An oil containment boom deployed by U.S. Navy Supervisor of Salvage and Diving personnel surrounds New Harbor Island, La. to mitigate environmental damage from the Deepwater Horizon oil spill.
Credit: US Navy

Researchers at Rice University and Penn State may have found a reusable material to help soak up oil spills on water.

The team of researchers found that adding boron to raw carbon created spongy blocks that are able to absorb oil spilled in water, reported the Engineer.

The blocks, scientists say, can be reused over and over again.

According to Penn State Live, one of the lead authors said that the blocks are both 'superhydrophobic,' meaning they do not absorb water and thus can float, while also being 'oleophilic,' which means that they can absorb vast amounts of oil.

The carbon blocks can hold up to 123 times their weight in oil.

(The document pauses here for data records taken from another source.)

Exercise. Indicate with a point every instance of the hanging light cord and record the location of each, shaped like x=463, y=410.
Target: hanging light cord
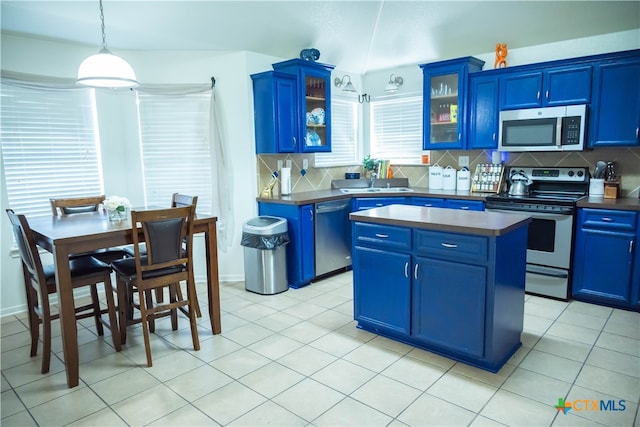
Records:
x=104, y=36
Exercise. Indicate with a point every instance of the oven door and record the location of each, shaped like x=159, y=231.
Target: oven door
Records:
x=549, y=241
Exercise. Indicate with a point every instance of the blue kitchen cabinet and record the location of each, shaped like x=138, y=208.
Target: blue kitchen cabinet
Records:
x=428, y=202
x=438, y=287
x=605, y=247
x=467, y=205
x=275, y=112
x=615, y=113
x=484, y=112
x=531, y=88
x=313, y=102
x=301, y=249
x=446, y=86
x=382, y=297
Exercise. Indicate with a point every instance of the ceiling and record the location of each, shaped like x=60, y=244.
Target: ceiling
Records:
x=357, y=36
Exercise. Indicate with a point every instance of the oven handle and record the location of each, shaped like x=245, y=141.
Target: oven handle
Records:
x=541, y=271
x=537, y=214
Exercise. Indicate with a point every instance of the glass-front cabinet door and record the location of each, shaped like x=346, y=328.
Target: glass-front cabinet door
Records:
x=314, y=103
x=444, y=111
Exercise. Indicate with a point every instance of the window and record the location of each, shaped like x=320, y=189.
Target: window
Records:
x=50, y=146
x=176, y=155
x=344, y=135
x=396, y=130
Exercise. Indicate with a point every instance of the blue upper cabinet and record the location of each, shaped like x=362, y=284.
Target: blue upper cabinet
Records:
x=275, y=112
x=446, y=85
x=483, y=112
x=541, y=88
x=615, y=112
x=313, y=102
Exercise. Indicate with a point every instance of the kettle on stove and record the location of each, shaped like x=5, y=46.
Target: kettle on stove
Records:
x=519, y=183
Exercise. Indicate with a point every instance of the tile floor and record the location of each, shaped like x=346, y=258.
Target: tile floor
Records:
x=297, y=358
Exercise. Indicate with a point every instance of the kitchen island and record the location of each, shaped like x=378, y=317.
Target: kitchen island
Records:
x=449, y=281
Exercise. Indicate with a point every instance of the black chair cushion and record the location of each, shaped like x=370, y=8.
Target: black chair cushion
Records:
x=81, y=266
x=127, y=267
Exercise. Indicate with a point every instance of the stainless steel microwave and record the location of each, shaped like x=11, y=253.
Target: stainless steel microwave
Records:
x=543, y=129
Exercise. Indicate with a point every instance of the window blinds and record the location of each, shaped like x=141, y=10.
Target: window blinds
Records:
x=176, y=154
x=50, y=146
x=396, y=129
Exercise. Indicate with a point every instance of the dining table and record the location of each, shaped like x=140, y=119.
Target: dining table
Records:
x=90, y=231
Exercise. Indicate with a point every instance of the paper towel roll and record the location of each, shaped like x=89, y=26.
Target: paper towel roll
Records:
x=285, y=181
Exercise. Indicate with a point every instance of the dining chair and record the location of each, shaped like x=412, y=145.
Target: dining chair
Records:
x=76, y=205
x=167, y=262
x=177, y=200
x=40, y=283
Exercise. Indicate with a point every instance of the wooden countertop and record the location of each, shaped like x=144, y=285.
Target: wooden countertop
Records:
x=623, y=203
x=306, y=197
x=441, y=219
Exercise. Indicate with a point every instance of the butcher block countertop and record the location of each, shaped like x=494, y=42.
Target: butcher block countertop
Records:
x=441, y=219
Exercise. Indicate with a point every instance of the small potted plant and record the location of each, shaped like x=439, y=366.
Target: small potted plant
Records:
x=370, y=165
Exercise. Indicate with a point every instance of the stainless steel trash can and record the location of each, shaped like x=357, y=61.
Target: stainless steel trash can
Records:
x=264, y=239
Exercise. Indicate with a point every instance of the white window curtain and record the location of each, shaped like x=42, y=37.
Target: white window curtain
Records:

"Our goal was to find a way to make three-dimensional networks of these carbon nanotubes that would form a macroscale fabric — a spongy block of nanotubes that would be big and thick enough to be used to clean up oil spills and to perform other tasks," wrote Mauricio Terrones, a professor of physics, materials science and engineering at Penn State and the study’s co-author, according to Science Daily.

The sponges are also said to conduct electricity, allowing them to be controlled by magnets.

Researchers believe that the sponges can be created much larger than those tested and be used to clean up major oil spills in the future.

“These samples can be made pretty large and can be easily scaled up,” said lead author Daniel Hashim, a graduate student at Rice University, according to Futurity. “They’re super-low density, so the available volume is large. That’s why the uptake of oil can be so high.” 

The team, which collaborated with other labs around Europe and North America, published their findings in the journal Scientific Reports.